As more migrants began arriving in August, the Colombian and Panamanian foreign ministries agreed that just 500 migrants would be allowed to cross each day, using two local boat services. The beach at Necoclí, Colombia, which has become a bottleneck for the migrants, is packed with tents.

haitian migrants' route

“We’re worried that we’re going to have a health crisis on our hands, and we won’t have the capacity to respond,” said Necoclí Mayor Jorge Tobón.

From there, migrants take on the most perilous part of the trip: a multi-day trek across Panama’s Darién Gap, a jungle that is home to gangs, treacherous rivers and poisonous snakes and without roads or mobile phone reception.

“It was tragic,” said Joseph, who left Haiti in 2015 and recently traveled north from Chile, of the Darién. “There are things that one doesn’t want to see twice … seeing dead people, sleeping in unsafe places.”

Even if migrants cross Central America, they face immigration crackdowns in Mexico, which has stepped up deportations and deployed the National Guard to try to contain migrants.

Three times more Haitians have requested refugee status in Mexico this year than in 2019 or 2020. Fewer than one-third of those whose cases have been resolved this year obtained refugee status, according to Comar, the Mexican state agency for helping refugees.

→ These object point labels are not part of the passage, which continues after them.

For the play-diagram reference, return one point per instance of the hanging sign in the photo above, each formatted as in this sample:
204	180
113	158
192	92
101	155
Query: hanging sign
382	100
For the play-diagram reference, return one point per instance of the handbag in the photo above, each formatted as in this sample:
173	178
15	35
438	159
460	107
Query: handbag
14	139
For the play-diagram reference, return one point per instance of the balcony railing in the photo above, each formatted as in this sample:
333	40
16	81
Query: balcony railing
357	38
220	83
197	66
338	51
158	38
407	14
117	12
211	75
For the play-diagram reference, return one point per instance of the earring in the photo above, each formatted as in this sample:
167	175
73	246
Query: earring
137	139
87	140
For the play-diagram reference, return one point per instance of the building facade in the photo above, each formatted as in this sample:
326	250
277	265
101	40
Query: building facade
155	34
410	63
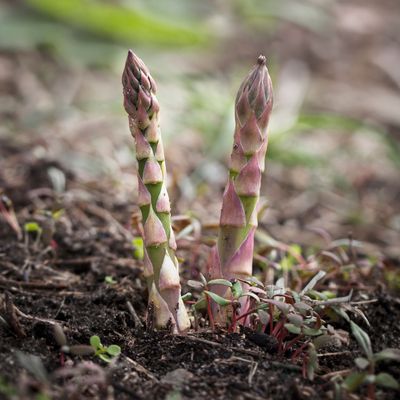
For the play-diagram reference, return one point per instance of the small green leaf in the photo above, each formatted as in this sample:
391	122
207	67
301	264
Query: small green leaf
321	341
95	341
302	307
218	299
237	290
264	317
105	357
386	380
187	296
282	306
32	227
363	339
138	249
293	329
220	282
387	354
252	295
203	279
354	381
311	331
113	350
361	362
295	319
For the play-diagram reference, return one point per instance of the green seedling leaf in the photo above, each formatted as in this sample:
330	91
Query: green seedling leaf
311	332
105	357
387	354
386	380
282	306
138	252
220	282
363	339
195	284
354	381
203	279
187	296
312	364
237	290
295	319
252	295
361	362
218	299
302	307
253	281
95	342
293	329
323	340
110	280
114	350
264	317
81	350
32	227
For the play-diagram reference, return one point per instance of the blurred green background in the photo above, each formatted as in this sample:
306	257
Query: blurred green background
334	155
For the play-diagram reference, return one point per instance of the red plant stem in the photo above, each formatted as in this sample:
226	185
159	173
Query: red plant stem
271	318
282	336
234	320
304	368
371	386
209	312
277	328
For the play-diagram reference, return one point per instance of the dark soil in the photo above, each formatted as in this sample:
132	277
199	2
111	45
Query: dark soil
62	279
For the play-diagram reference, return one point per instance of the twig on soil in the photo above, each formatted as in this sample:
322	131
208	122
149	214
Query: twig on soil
139	368
332	374
135	317
32	285
244	351
339	353
31	317
11	317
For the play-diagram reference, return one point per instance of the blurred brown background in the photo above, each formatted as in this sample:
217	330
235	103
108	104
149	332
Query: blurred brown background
334	155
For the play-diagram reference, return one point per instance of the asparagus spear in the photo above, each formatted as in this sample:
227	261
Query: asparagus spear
161	264
238	219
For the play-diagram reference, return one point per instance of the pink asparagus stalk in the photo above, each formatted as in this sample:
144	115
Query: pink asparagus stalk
161	264
238	220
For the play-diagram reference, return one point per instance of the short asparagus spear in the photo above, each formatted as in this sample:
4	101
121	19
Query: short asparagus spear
238	219
161	264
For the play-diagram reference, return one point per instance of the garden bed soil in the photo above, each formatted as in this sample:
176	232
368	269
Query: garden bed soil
65	282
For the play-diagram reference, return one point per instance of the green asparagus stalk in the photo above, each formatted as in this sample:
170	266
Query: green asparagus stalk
161	265
238	220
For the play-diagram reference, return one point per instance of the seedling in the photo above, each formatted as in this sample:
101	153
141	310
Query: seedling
367	366
106	353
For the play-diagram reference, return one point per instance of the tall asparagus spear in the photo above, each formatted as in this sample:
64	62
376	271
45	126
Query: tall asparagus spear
161	264
238	219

One Haitian migrant, Jean-Louis, tried to get a residency permit through Comar when he reached Tapachula, Chiapas, after a journey that took him across nine countries, where he saw fellow migrants drown and was robbed by gangs. It was denied, and he said he was appealing.

Despite that, he has no intention of returning to Haiti, having left in 2017. “The country is in a very complicated state, like Afghanistan,” the 42-year-old said of his home country. “I want to stay in Mexico … I don’t have any family in Haiti,” he said from Tapachula.

Yuriria Salvador, structural change co-ordinator at the Fray Matías de Córdova Human Rights Center in the same city, said the organization had seen a big increase in the number of Haitians seeking help. In Mexico, they experienced racism and lived in cramped housing with limited access to water, she said.

Despite expectations of a softer approach to migration, both the Mexican government of President López Obrador and Biden’s administration have maintained many of the same practices of their predecessors.

“There were a lot of expectations that there might be a much more humanistic vision,” Salvador said of Mexico’s government. “There wasn’t a change in policies either here or in the U.S.”

In his morning news conference Friday, López Obrador said he did not want Mexico to become a migrant camp. He said the U.S. should support development in Latin America and that the UN should intervene to help Haiti.

Joseph has been waiting six weeks for his interview in Tapachula for a residency permit from Comar. When he gets it, he doesn’t mind where he lives in Mexico, but he wishes it would go faster.

“The money we had to be able to eat is running out,” he said.